La passata stagione comincia nel peggiore dei modi, con un infortunio durante un allenamento che gli provoca l’incrinamento di una costola, e alla Ultracycling Dolomitica è costretto al ritiro. “Volevo almeno provare a concludere la stagione in positivo, e per questo ho deciso di iscrivermi alla Bikingman Euskadi Pyrenées, tenutasi dal cinque all’otto settembre” racconta. Il percorso si snoda sulle salite dei Pirenei occidentali tra Francia e Spagna, tra cui quelle di Tourmalet, Peyresourde e Aubisque, e ha la durata di tre giorni. Verdoja partecipa alla competizione a coppie insieme a Tommaso Bovi, neurologo di Verona vincitore del campionato italiano di ultraciclismo del 2021. “Abbiamo entrambi avuto momenti di difficoltà estrema, specialmente durante il primo giorno, e abbiamo temuto di non riuscire ad arrivare nemmeno al primo checkpoint e punto di ristoro. Ma sono bastati un piatto di pasta calda, la gentilezza dei volontari e uno straordinario tramonto limpido a darci la forza di proseguire e il seguito della competizione è stata una cavalcata esaltante verso l’arrivo”. Verdoja e Bovi sono la prima coppia a tagliare il traguardo: “Si potrebbe pensare che in coppia sia più facile e che si arrivi prima dei singoli, ma non è necessariamente così: se è vero che possiamo darci forza l’un l’altro, è anche vero che dobbiamo coordinarci e rispettare i ritmi e i bisogni del nostro compagno”.

Ogni gara e ogni allenamento cominciano con una domanda: “Perché lo sto facendo?”. Verdoja trova la risposta in quella che considera l’essenza del ciclismo, ovvero il sogno. “I ciclisti sono sognatori, e gli ultraciclisti sognano davvero in grande, coltivando per mesi il loro obiettivo.
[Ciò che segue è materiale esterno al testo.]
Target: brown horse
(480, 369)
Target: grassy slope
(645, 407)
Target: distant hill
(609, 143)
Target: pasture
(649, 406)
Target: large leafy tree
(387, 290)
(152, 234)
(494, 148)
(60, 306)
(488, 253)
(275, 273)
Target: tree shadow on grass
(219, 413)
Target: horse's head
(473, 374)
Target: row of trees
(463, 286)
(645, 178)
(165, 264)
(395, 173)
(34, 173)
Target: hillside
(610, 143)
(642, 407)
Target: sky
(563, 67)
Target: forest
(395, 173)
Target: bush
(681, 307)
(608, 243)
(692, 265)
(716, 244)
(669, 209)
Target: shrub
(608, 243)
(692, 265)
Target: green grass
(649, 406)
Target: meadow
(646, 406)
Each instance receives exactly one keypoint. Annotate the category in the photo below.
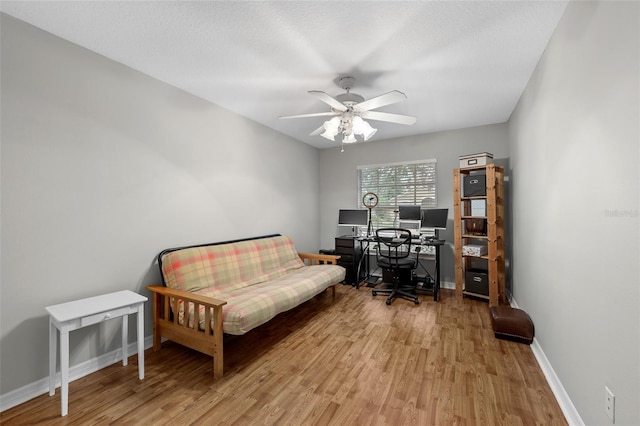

Quello che si passa correndo è un vero inferno, fisico e soprattutto interiore, ma la sofferenza è ciò che ti fa apprezzare i piccoli paradisi del percorso: i meravigliosi paesaggi, illuminati dalle luci dell’alba e del tramonto, o la soddisfazione dell’arrivare in cima alle salite e di raggiungere il traguardo. La soddisfazione arriva a prescindere dalla vittoria, si festeggia in ogni caso all’arrivo, e coloro che arrivano dopo non sono veramente avversari, ma compagni di avventura”.

Finita la gara, arriva il momento di tornare a casa. “Non si parla mai della difficoltà del rientro: io dovevo tornare al lavoro il giorno seguente al termine della gara, con tutta la fatica accumulata nei giorni precedenti. Da direttore di un supermercato, sono fortunato nel potermi gestire in autonomia le ore di lavoro, ma sono comunque molte: spesso cerco di gareggiare durante le ferie, nelle vacanze che organizzo con la mia famiglia, prendendomi qualche giorno per le competizioni. È difficile coordinare lo sport che pratico con il lavoro e la vita privata, ma con i miei sforzi spero di poter comunicare a mio figlio, che ora ha quattro anni, che è sempre possibile seguire i propri sogni e le proprie passioni” conclude.